When it comes to online shopping, many begin their journey through their favorite search engine — which, for most people, is Google. As of January 2022, Google averages over three billion searches per day.
Google ads are an efficient and cost-effective way to get your product ads in front of relevant audiences — with the help of targeted keywords and Google Ads Auctions. But what is a Google Ads Auction, and how does it work?
Keep reading to learn more about Google Ads Auctions, and subscribe to Revenue Weekly for more marketing tips from WebFX!
What is a Google Ads Auction?
A Google Ads Auction is a bidding competition among sellers for the top ad placements on Google search engine results pages (SERPs). The winner receives the first position, which sits above organic results. Each time someone conducts a Google search, an ad auction begins.
Is Google Ads a second-price auction?
Yes. In a typical auction, the winning bidder would pay the total amount they bid. However, Google uses a second-price auction method.
A second-price auction ensures the winner pays the price of the next highest bidder. The winner only pays the amount necessary to beat their competition.
How does Google ad bidding work?
For a seller to place a bid, a comparison shopping service (CSS) must represent their ad. CSS providers come in all varieties and have several pricing models, but the bones are the same.
You choose your bidding keywords and the maximum amount you are willing to pay per click, otherwise known as your maximum cost-per-click (CPC) bid.
How does Google calculate your ad rank score?
Once you’ve set up a Google Ads pay-per-click marketing campaign, Google does the rest. To provide the most useful, relevant information for searchers, Google calculates your ad rank using three main factors:
- The bid: Your maximum CPC bid or the highest amount you are willing to pay for a click on your ad.
- The quality of your ad: Your ad’s Quality Score includes three components — your expected click-through rate (CTR), the ad’s relevance, and your website’s landing page experience.
- The expected impact of ad extensions: Ad extensions are additional information the searcher might find helpful. Ad extensions include company phone numbers and site links. The more valuable information you include in your ad, the more a shopper has a reason to click on it.
An example of an ad auction in action
The ad rank score determines your placement on SERPs. Does that mean you should raise your bid price to outdo your competitors, even if your ad doesn’t score as well on quality or expected ad format impact?
Fortunately for your bottom line, the answer is no! Let’s say three bidders are competing for the same long-tail keyword — “affordable red high heels.”
Bidder One bids $4 with a high ad Quality Score and expected format impact. Bidder Two bids $3 with a high Quality Score and medium expected format impact. Bidder Three bids $5 with a low Quality Score and a low expected format impact.

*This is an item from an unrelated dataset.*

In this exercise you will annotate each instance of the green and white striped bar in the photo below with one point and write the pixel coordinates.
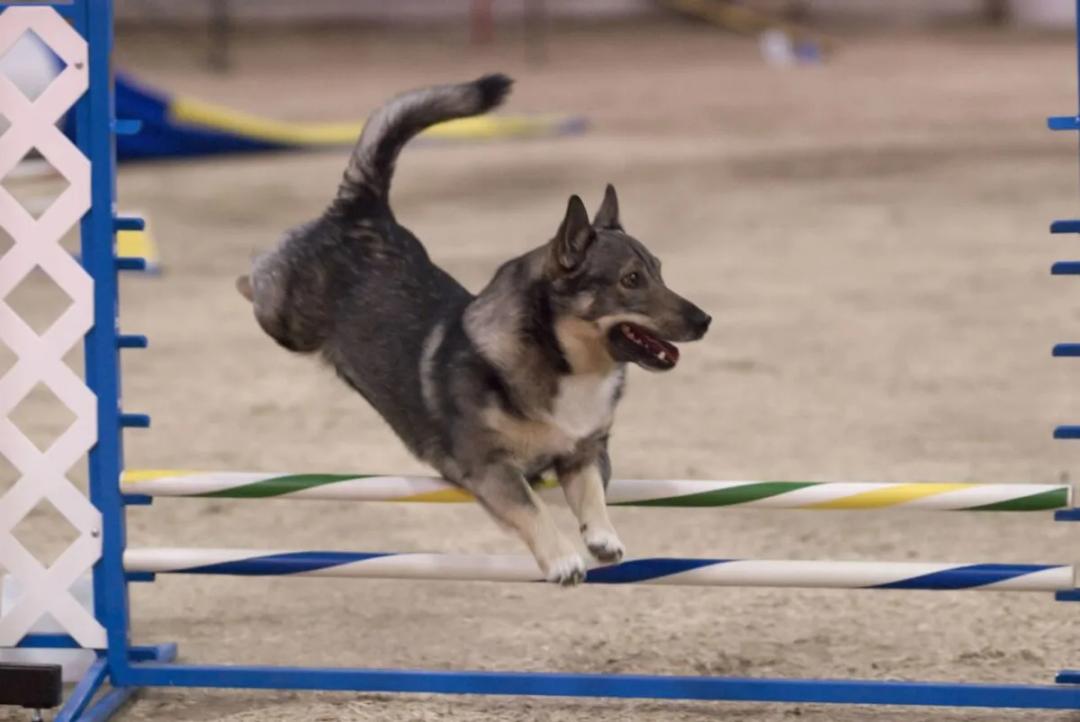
(667, 571)
(625, 492)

Who will place first on SERPs? If you guessed Bidder One, you’re right!
Bidder One places first because she has the highest Quality Score and expected format impact among her competitors. Because of Google’s second-price auction method, she’ll only pay Bidder Two’s maximum CPC bid amount of $3 per click.
How do you improve your ad rank?
Though Google doesn’t freely share the complete ad rank formula, they do give us the information they consider when calculating your ad’s Quality Score:
- Expected click-through rate (CTR): Your expected CTR can show how well your ad will perform based on its historical keyword performance data. Google predicts your ad’s performance based on other similar ads in your industry.
- Ad relevancy: Google looks at your ad content to make sure it matches your target keywords. This quality control prevents advertisers from taking up space on SERPs with unrelated ads. For example, if someone searches for red high heels, they don’t want to see red sneakers on their SERPs.
- Landing page experience: Your ad is only as impactful as your landing page experience. For example, if a qualified lead is interested in your ad but has a poor experience trying to load your website, they’ll leave. According to Google, a great landing page should be relevant, original, easy to navigate, and transparent.
How to improve your Quality Score
Now that you know what contributes to your Quality Score, it’s time to put that knowledge into action. Here are some metrics to use as starting points for improving your Quality Score:
- Expected CTR: Is your ad copy specific, and does it define a unique selling proposition (USP)? Did you include a high-quality image of the product? Is there a call to action or contact button?
- Ad relevancy: Does your ad copy and imagery closely match your keyword? Could you split the ad groups to use more specific, targeted keywords? Can you group keywords into the same ad?
- Landing page experience: Does your ad link to the relevant product or category page? Do you offer what you said you would? Is your page load time quick? Is it mobile-friendly?